McKnight, whose official first day on the job is Monday, comes from DEA headquarters in Washington, D.C. where he was chief inspector in the Office of Professional Responsibility-and oversaw agency employee misconduct investigations.

Prior to that McKnight was assistant special agent in charge of the Miami Field Division-long considered the front line of America's infamous "War on Drugs."

A special focus of his long career at DEA has been transnational criminal groups and international financial crimes. He has previously supervised global anti-money laundering cases for the DEA and was responsible for the development of several international undercover money laundering investigations.

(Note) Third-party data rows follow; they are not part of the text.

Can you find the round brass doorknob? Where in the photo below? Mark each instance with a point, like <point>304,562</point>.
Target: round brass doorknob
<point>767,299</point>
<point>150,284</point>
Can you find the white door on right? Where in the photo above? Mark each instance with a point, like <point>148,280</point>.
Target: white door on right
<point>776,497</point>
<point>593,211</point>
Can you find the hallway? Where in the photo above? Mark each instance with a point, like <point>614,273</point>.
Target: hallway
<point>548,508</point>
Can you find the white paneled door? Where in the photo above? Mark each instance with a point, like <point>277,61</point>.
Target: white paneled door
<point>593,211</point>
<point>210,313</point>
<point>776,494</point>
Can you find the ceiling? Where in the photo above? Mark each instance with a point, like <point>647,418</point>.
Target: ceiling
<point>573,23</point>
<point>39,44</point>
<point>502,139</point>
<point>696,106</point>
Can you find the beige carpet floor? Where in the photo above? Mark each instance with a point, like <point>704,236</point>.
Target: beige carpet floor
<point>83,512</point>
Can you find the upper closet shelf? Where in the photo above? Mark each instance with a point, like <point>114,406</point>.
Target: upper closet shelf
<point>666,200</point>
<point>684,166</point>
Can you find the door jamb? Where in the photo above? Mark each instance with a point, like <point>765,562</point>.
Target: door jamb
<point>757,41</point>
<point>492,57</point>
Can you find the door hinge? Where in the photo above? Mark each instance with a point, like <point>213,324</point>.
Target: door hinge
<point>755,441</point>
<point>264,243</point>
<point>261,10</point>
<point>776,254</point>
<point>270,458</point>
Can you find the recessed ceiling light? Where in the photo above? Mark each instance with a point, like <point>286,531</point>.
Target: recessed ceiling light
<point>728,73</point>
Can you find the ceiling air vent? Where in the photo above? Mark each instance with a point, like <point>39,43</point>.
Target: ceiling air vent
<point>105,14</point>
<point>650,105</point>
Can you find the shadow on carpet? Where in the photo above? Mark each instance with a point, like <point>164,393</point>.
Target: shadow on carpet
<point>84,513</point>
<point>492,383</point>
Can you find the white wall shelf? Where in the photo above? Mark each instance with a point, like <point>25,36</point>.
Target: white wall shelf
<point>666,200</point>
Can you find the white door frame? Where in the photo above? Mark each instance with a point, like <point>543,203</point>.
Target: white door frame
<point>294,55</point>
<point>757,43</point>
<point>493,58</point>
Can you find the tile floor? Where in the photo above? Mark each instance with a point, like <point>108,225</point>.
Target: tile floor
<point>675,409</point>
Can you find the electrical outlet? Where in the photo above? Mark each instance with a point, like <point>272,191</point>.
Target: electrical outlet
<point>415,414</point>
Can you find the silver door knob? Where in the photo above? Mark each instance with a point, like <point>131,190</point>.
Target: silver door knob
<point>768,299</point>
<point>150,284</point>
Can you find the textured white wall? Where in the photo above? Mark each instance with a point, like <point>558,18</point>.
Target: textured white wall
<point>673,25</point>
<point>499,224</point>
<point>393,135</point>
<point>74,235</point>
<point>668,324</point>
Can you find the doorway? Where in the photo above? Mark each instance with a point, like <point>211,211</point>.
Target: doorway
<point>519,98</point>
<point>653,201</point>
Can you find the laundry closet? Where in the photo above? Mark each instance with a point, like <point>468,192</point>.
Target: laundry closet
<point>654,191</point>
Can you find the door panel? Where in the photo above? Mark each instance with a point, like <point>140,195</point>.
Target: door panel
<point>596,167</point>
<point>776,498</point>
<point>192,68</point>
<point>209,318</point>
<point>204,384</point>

McKnight succeeds Dennis Wichern at DEA-Chicago. Wichern recently retired, after overseeing the office during the tumult of Mexican drug lord Joaquin "El Chapo" Guzman. As leader of the ruthless Sinaloa Cartel, El Chapo was responsible for 80% of the illegal drugs consumed in metro Chicago, according to federal agents. The kingpin was facing indictments in Chicago and several other U.S. cities when he was arrested at a seaside resort in Mexico during a military assault in January, 2016. To the dismay of federal drug enforcement officials in Chicago, the Justice Department decided to take El Chapo to New York and prosecute him on the charges he faced there.